Insider filings show that Reshma Rangwala, EVP & Chief Medical Officer of Karyopharm Therapeutics (KPTI), had performance-based restricted stock units (PSUs) certified as earned and vested on September 12, 2025. The certification converted 945 PSUs into the contingent right to receive 945 shares of common stock, increasing her beneficial holdings to 29,798 shares. Three days later, on September 15, 2025, Rangwala executed a broker-assisted sale of 408 shares at $6.43 per share under an automatic sale instruction plan to satisfy withholding tax liabilities related to the PSU vesting, leaving her with 29,390 shares beneficially owned.
Sohanya Cheng, EVP & Chief Commercial Officer of Karyopharm Therapeutics (KPTI), reported the vesting of performance-based restricted stock units tied to a clinical enrollment milestone and a subsequent small sale to cover taxes. The issuer certified that PSUs granted in February 2023 were earned based on achieving complete enrollment in the company\'s Phase 3 SENTRY trial; 945 earned PSUs vested and each represents the right to one common share. Following vesting, the reporting person beneficially owned 36,181 shares, which includes 922 shares purchased under the company\'s employee stock purchase plan. A broker-assisted sale of 325 shares at $6.43 per share was executed under an automatic sale instruction to satisfy withholding tax obligations incurred on the vested PSUs.

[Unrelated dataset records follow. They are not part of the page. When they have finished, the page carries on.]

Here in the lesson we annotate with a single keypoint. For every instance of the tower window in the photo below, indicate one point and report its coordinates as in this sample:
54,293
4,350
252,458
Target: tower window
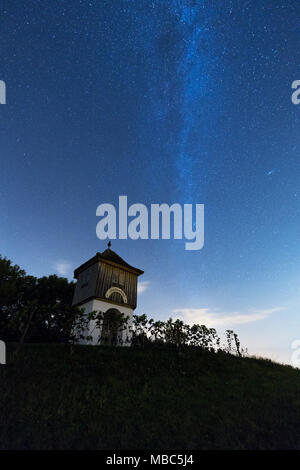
85,278
121,279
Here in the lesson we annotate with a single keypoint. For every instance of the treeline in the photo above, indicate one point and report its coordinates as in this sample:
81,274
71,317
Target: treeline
39,310
143,332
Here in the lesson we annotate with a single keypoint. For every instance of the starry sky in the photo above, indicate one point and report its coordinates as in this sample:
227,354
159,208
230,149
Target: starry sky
184,101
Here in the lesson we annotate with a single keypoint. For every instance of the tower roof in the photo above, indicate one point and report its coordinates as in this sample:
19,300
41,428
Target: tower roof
110,257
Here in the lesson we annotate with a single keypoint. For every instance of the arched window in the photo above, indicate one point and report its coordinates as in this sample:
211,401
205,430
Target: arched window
110,327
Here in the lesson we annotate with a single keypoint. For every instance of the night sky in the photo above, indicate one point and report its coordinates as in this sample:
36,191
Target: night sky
162,101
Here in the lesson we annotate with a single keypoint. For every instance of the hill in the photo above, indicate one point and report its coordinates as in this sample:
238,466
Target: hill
129,398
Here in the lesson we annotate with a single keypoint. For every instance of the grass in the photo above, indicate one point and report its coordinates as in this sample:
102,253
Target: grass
127,398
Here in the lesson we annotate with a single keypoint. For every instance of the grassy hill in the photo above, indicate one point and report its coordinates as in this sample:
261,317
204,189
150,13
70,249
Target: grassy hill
118,398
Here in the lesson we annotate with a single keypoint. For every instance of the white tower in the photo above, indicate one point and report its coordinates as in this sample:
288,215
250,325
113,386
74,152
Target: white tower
108,284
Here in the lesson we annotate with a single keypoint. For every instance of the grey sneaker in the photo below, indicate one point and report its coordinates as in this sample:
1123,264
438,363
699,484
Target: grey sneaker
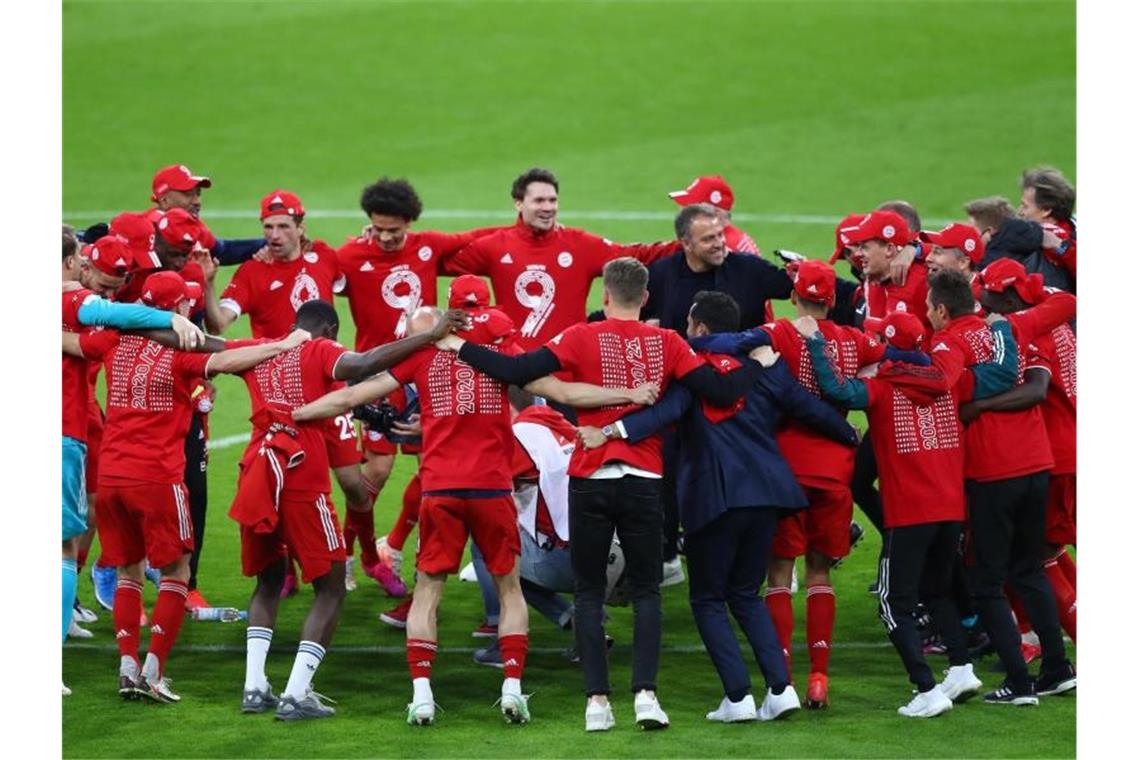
254,701
307,709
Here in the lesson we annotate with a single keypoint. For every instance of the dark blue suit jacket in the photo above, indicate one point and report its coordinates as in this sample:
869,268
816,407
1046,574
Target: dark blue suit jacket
735,463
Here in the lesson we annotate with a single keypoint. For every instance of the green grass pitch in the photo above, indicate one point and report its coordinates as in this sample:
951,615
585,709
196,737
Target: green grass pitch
811,109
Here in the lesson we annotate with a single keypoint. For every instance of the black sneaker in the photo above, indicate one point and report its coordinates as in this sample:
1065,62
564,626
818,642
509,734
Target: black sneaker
1057,683
1004,694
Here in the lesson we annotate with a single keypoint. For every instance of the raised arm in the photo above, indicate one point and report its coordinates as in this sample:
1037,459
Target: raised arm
338,402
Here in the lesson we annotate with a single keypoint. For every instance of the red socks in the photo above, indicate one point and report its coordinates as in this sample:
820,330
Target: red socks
169,613
779,603
1065,596
421,658
409,514
128,609
821,621
513,647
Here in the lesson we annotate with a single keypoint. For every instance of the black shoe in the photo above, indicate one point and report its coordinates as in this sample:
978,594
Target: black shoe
1006,694
1056,683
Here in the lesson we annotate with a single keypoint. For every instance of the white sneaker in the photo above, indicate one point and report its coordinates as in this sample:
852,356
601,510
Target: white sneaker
960,684
732,712
75,631
350,573
672,572
648,711
927,704
779,705
599,717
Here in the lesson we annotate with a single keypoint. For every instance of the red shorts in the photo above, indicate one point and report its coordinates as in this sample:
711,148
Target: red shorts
377,442
446,521
94,439
823,526
307,528
1060,511
340,442
140,520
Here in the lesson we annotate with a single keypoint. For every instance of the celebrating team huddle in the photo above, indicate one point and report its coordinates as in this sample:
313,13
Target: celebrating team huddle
556,441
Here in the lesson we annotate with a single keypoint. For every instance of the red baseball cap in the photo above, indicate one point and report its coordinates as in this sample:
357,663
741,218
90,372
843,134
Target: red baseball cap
963,237
164,291
281,202
469,292
137,231
903,331
111,255
849,222
1009,274
815,282
880,226
176,177
181,229
706,189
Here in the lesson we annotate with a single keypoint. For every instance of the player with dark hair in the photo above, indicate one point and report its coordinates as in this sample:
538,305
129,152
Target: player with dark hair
143,513
466,481
542,271
616,487
389,270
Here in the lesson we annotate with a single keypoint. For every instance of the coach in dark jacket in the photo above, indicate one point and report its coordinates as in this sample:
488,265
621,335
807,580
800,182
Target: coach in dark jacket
733,484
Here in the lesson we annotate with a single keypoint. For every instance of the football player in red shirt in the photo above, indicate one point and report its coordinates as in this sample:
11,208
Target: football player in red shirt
914,430
284,500
542,271
466,482
1050,381
618,484
390,271
143,511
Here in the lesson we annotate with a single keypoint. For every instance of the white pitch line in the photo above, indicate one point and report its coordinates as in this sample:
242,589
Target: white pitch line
824,220
239,648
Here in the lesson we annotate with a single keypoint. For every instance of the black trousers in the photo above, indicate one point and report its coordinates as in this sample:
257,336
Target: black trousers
1007,532
863,490
632,506
195,477
727,562
919,561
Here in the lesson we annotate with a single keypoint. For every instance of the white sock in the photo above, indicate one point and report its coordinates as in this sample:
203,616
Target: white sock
257,647
151,667
421,691
309,655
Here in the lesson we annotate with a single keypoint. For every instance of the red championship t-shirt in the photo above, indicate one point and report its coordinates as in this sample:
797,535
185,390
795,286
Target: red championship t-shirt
467,442
75,370
815,459
620,353
910,296
385,287
919,451
271,293
286,382
542,280
1056,353
148,406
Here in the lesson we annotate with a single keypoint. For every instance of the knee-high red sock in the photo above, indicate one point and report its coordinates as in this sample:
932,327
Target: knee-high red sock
513,647
1068,566
409,514
1065,596
821,621
169,613
125,611
365,529
421,658
1015,603
779,603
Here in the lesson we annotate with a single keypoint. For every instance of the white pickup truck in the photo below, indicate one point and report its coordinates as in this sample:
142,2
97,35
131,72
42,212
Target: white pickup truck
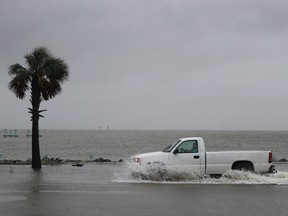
189,153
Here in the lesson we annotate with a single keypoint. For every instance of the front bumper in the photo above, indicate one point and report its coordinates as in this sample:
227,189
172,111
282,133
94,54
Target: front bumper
272,169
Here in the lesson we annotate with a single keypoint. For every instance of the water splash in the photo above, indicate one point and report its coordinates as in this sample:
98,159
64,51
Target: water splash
157,173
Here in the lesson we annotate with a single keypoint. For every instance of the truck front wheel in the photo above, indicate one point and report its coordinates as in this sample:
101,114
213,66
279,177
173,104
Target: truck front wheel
243,166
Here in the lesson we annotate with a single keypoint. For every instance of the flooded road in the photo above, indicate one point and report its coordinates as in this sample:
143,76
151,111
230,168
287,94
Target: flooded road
108,190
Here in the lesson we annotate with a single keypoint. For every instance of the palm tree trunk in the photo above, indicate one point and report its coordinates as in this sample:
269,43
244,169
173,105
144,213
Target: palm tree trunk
35,101
36,159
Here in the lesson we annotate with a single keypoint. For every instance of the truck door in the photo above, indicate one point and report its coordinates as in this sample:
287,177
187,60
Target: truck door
187,156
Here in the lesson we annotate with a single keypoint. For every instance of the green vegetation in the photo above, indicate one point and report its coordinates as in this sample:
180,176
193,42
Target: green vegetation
43,76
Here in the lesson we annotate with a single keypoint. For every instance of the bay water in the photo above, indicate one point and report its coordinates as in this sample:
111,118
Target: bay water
110,189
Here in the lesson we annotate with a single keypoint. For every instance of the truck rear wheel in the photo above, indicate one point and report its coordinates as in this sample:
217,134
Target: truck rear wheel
243,166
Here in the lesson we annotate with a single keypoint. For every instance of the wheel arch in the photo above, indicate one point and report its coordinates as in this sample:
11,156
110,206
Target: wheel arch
243,164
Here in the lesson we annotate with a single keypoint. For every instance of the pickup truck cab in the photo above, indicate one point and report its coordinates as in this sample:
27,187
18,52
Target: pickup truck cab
189,153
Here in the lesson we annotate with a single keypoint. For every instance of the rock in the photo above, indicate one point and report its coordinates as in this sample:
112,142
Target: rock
102,160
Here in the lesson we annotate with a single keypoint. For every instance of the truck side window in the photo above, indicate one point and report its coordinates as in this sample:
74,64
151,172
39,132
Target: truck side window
190,146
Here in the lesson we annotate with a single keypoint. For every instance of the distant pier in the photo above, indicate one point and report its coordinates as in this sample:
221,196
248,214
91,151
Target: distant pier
14,133
10,134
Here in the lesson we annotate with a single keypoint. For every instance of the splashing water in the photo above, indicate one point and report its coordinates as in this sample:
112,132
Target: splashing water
158,173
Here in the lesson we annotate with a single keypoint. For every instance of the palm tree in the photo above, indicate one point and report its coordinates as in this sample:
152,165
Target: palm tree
42,76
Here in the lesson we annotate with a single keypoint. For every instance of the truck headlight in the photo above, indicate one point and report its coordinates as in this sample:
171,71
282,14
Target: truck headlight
137,160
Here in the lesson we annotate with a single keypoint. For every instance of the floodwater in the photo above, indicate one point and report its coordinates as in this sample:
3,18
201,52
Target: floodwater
108,189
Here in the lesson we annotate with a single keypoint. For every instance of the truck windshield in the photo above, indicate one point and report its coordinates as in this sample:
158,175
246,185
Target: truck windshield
170,147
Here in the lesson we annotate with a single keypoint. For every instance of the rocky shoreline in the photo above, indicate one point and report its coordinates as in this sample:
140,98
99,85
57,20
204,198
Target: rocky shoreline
59,161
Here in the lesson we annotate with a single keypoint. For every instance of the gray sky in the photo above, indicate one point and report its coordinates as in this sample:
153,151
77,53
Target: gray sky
146,64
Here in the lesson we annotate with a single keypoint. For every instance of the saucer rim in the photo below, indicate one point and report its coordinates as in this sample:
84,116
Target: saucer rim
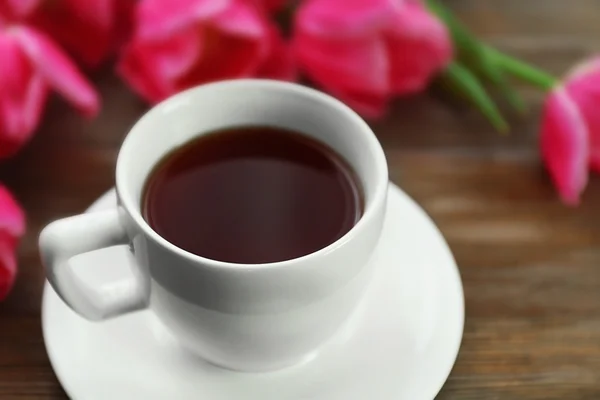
457,281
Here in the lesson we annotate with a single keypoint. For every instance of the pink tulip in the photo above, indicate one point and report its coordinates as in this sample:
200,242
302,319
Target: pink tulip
182,43
12,227
31,65
367,51
270,6
89,29
570,131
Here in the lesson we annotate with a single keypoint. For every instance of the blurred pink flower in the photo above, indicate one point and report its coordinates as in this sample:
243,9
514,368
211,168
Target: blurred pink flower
12,227
178,44
570,131
270,6
31,65
89,30
367,51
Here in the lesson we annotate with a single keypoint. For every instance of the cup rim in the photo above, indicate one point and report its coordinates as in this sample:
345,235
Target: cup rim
378,197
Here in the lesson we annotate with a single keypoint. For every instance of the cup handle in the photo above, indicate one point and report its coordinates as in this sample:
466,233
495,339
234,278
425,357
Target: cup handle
66,238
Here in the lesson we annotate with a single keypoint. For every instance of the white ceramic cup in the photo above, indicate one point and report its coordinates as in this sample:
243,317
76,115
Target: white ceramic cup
252,317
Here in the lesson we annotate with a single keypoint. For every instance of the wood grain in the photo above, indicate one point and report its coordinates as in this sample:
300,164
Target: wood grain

Kristin Abate, Chief Accounting Officer of Karyopharm Therapeutics Inc. (KPTI), reported the vesting of performance-based restricted stock units and a small subsequent sale. On September 12, 2025 the company certified that the clinical milestone for complete enrollment in its Phase 3 SENTRY trial had been achieved, resulting in 46 earned PSUs (each convertible into one share) which vested that day. The reporting line shows 10,431 shares beneficially owned following vesting (including 922 shares acquired via the ESPP on April 30, 2025). On September 15, 2025 the reporting person sold 23 shares at $6.43 per share under a pre-established automatic sale instruction to satisfy tax withholding obligations.